EU AI Act Checker Highlights Compliance Challenges for Leading AI Models

In a significant development for the global tech industry, a new tool evaluating compliance with the European Union’s AI Act has revealed that some of the most prominent artificial intelligence models are falling short in key regulatory areas. The findings spotlight potential challenges for big tech companies as they navigate the complexities of the EU’s stringent AI regulations coming into effect over the next two years.

The EU AI Act, which represents one of the world’s most comprehensive efforts to regulate artificial intelligence, aims to ensure that AI technologies are developed and used in ways that are ethical, transparent, and safe. With the rapid advancement of AI capabilities, especially following the public release of OpenAI’s ChatGPT in late 2022, lawmakers have accelerated efforts to establish clear guidelines for “general-purpose” AI models.

The compliance checker, developed by Swiss startup LatticeFlow AI in collaboration with researchers from ETH Zurich and Bulgaria’s Institute for Computer Science, Artificial Intelligence and Technology (INSAIT), assesses AI models across dozens of categories, including technical robustness and safety. The framework assigns scores between 0 and 1, providing a quantitative measure of each model’s alignment with the EU’s regulatory standards.

The latest evaluations placed models from Anthropic, OpenAI, Meta, and Mistral under scrutiny.

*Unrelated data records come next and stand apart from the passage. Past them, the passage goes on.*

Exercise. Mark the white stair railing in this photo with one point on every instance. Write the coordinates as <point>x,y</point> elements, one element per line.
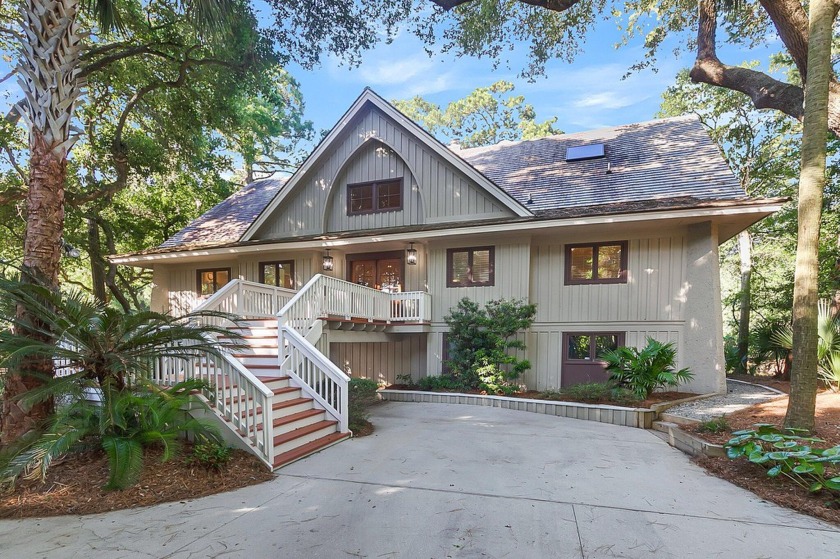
<point>325,296</point>
<point>235,394</point>
<point>247,298</point>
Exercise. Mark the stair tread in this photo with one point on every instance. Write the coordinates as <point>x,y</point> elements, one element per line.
<point>290,403</point>
<point>291,418</point>
<point>308,448</point>
<point>303,431</point>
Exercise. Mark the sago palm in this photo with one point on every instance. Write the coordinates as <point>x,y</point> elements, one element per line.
<point>113,352</point>
<point>50,47</point>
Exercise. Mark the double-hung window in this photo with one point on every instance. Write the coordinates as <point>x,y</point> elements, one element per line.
<point>211,280</point>
<point>373,197</point>
<point>470,267</point>
<point>596,263</point>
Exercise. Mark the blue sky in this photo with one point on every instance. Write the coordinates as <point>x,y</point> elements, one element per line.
<point>587,94</point>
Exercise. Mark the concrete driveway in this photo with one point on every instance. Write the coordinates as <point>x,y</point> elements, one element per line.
<point>440,480</point>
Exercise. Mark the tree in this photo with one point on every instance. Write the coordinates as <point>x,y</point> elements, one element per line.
<point>484,117</point>
<point>55,58</point>
<point>803,387</point>
<point>761,148</point>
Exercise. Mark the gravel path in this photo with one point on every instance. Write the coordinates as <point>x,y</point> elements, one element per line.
<point>738,395</point>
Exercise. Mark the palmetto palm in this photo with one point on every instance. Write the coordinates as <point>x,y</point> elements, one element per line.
<point>50,47</point>
<point>113,352</point>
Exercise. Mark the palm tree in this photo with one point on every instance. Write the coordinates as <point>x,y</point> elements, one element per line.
<point>112,352</point>
<point>50,49</point>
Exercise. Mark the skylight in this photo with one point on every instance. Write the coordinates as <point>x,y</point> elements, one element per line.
<point>579,153</point>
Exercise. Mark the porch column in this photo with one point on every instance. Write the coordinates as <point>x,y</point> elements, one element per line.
<point>703,334</point>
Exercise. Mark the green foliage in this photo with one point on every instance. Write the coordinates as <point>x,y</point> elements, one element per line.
<point>111,352</point>
<point>126,421</point>
<point>210,455</point>
<point>481,341</point>
<point>405,379</point>
<point>361,396</point>
<point>484,117</point>
<point>644,370</point>
<point>714,425</point>
<point>828,343</point>
<point>789,453</point>
<point>441,383</point>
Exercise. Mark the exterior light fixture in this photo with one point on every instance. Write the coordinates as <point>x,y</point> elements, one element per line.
<point>327,262</point>
<point>69,249</point>
<point>411,255</point>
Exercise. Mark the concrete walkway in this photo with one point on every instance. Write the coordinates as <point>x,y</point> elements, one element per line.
<point>441,480</point>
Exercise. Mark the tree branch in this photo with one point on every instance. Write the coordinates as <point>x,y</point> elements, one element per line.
<point>765,92</point>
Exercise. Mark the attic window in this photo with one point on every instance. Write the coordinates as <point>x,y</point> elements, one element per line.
<point>580,153</point>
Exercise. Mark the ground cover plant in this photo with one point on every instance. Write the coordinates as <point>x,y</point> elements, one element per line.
<point>103,396</point>
<point>790,453</point>
<point>361,396</point>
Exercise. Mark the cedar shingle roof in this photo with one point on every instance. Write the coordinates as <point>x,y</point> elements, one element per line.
<point>228,220</point>
<point>671,158</point>
<point>665,158</point>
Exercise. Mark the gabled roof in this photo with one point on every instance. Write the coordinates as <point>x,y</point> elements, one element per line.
<point>671,158</point>
<point>368,97</point>
<point>666,158</point>
<point>228,220</point>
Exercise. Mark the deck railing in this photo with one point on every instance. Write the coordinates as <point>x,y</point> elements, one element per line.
<point>322,297</point>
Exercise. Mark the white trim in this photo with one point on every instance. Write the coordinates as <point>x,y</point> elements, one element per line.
<point>696,214</point>
<point>369,96</point>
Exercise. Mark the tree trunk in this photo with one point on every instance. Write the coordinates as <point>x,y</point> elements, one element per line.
<point>42,252</point>
<point>803,385</point>
<point>97,266</point>
<point>744,250</point>
<point>49,69</point>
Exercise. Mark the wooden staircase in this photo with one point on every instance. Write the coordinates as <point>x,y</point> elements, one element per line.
<point>300,426</point>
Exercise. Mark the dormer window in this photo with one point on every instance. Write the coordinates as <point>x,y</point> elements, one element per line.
<point>582,153</point>
<point>373,197</point>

While these models achieved average scores of 0.75 or higher, indicating a reasonable level of compliance, the tool uncovered deficiencies in critical areas such as cybersecurity resilience and the potential for discriminatory outputs.

For instance, Meta’s “Llama 2 13B Chat” model received a score of 0.42 in the category of “prompt hijacking”—a cybersecurity concern where malicious prompts could lead to unauthorized access or manipulation of sensitive information. Similarly, Mistral’s “8x7B Instruct” model scored 0.38 in the same category, highlighting vulnerabilities that need to be addressed.

Anthropic’s “Claude 3 Opus” model emerged with the highest average score of 0.89, suggesting a stronger alignment with the AI Act’s requirements. The availability of the LLM Checker as a free online tool offers developers an opportunity to proactively assess and enhance their models’ compliance.

“The test results are generally positive and provide companies with a clear roadmap to fine-tune their AI models in line with upcoming regulations,” said Petar Tsankov, CEO and co-founder of LatticeFlow AI. He emphasized the importance of early and thorough compliance efforts to avoid potential fines and operational disruptions.

The European Commission has welcomed the initiative. “The Commission appreciates this study and the AI model evaluation platform as a crucial step in translating the EU AI Act into practical technical requirements,” a spokesperson stated.

Companies that fail to comply with the AI Act may face substantial penalties, including fines of up to 35 million euros (approximately $38 million) or 7 percent of their global annual turnover. This underscores the urgency for businesses, not only in Europe but worldwide, to ensure their AI technologies meet the established standards.

The implications of these findings are significant for stakeholders across Asia. As Asian tech companies and developers continue to expand their AI capabilities and global reach, understanding and aligning with international regulations like the EU AI Act becomes essential. Ensuring compliance will not only facilitate smoother entry into European markets but also enhance the trust and reliability of AI applications worldwide.